Single by Australian Crawl

from the album The Boys Light Up
- B-side: "Way I've Been"
- Released: June 1980
- Genre: Pop rock
- Length: 3:09
- Label: EMI
- Songwriters: Sean Higgins, Guy McDonough, Bill McDonough
- Producer: David Briggs

Australian Crawl singles chronology
| "The Boys Light Up" (1980) | "Downhearted" (1980) | "Things Don't Seem" (1981) |

= Downhearted =

"Downhearted" is the third single released by Australian surf rock band Australian Crawl from their debut album The Boys Light Up. The song was written by Sean Higgins, Guy McDonough and Bill McDonough. All three songwriters had been bandmates in the Flatheads, but at the time only Bill McDonough was a member of Australian Crawl. It was produced by David Briggs.

"Downhearted" was released in June 1980 and reached number 12 on the Australian Singles Chart in July 1980.

Different B-sides were released in different markets. Australian B-side was "Way I've Been" written by Australian Crawl member Brad Robinson and his father James Robinson. James Robinson was a Federal Arbitration Court Justice. Canadian B-side was "Indisposed" was co-written by the Robinsons with James Reyne and Bill McDonough. The song describes the car accident which resulted in Reyne breaking both wrists immediately before they recorded their first single "Beautiful People" (1979).
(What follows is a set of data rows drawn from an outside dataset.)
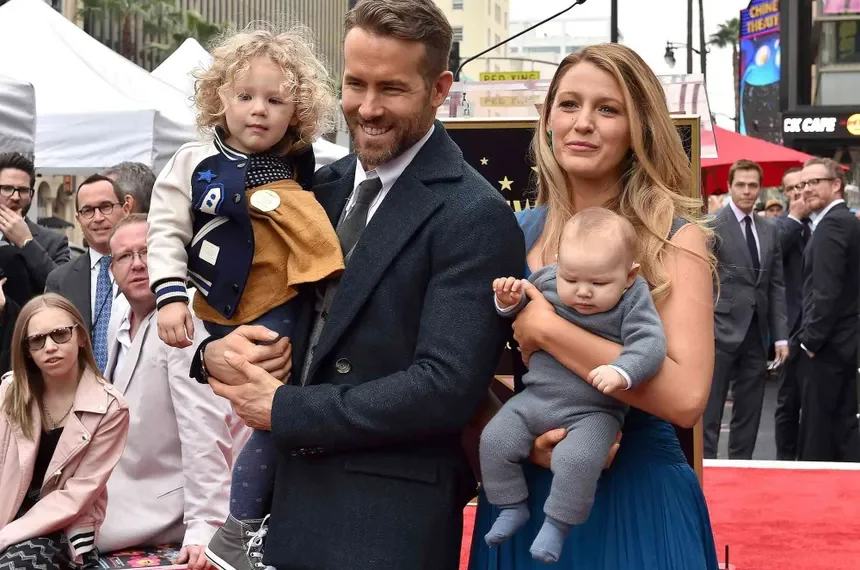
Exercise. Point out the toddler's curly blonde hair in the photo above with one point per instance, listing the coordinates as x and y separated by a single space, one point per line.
307 82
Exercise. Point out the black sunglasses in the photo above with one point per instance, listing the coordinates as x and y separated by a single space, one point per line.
58 336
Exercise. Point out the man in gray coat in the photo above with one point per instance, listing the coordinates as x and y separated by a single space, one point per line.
749 312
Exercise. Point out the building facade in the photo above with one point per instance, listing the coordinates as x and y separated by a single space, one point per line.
479 24
819 96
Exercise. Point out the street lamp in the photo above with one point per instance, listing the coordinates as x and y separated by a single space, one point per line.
669 56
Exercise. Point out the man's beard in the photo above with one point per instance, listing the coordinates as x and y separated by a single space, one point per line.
405 137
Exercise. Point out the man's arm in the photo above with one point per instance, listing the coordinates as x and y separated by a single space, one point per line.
460 341
207 445
829 246
40 263
777 312
643 337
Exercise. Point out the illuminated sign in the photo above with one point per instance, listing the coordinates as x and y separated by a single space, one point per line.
761 17
509 75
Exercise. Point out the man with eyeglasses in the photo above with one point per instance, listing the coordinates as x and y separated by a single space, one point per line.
172 483
794 231
43 249
828 336
87 281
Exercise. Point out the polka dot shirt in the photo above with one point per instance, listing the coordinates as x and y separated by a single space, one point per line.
265 169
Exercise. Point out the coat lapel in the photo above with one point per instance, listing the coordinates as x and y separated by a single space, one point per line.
405 209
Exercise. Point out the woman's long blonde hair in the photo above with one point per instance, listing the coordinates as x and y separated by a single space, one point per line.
28 384
656 172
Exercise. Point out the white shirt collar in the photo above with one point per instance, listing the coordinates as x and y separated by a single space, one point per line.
390 171
820 215
739 214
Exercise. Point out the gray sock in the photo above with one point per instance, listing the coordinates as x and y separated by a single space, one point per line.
508 523
547 546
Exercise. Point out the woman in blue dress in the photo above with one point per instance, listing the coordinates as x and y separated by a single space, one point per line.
606 138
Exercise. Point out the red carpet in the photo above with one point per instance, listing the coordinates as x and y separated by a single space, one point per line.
775 519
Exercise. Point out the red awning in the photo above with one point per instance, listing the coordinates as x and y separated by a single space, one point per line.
774 160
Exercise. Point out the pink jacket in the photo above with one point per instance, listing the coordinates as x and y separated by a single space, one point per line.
74 492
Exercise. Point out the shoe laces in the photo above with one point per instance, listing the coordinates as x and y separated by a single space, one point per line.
255 544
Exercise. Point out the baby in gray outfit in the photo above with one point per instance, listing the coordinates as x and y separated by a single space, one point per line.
596 286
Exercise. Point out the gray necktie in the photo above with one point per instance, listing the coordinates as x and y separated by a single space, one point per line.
355 221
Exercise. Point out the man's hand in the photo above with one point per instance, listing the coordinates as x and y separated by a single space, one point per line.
607 379
542 449
175 325
254 396
276 359
193 556
780 355
509 290
527 325
14 227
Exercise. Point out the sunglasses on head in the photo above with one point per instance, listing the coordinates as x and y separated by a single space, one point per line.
61 335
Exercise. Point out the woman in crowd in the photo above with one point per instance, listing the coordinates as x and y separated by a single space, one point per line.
606 139
62 431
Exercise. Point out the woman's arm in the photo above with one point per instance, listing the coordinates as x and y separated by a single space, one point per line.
679 392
The B-side for the UK release was "Letter From Zimbabwe" (Reyne).

==Covers ==
"Downhearted" was covered by Dutch prog rock band Solution and appeared on their 1982 album Runaway with an added bridge to the song. Australian pop singer John Farnham sang it on his 2005 covers album I Remember When I Was Young.

==Track listing==
1. "Downhearted" (Sean Higgins, Guy McDonough, Bill McDonough) – 3:09
2. "Way I've Been" (Brad Robinson, James Robinson) – 2:17

==Charts==
===Weekly charts===

| Chart (1980) | Peak position |
|---|---|
| Australian (Kent Music Report) | 12 |

===Year-end charts===

| Chart (1980) | Position |
|---|---|
| Australia (Kent Music Report) | 96 |

==Certifications==

Certifications for "Downhearted"
| Region | Certification | Certified units/sales |
| New Zealand (RMNZ) | Gold | 15,000^{‡} |
^{‡} Sales+streaming figures based on certification alone.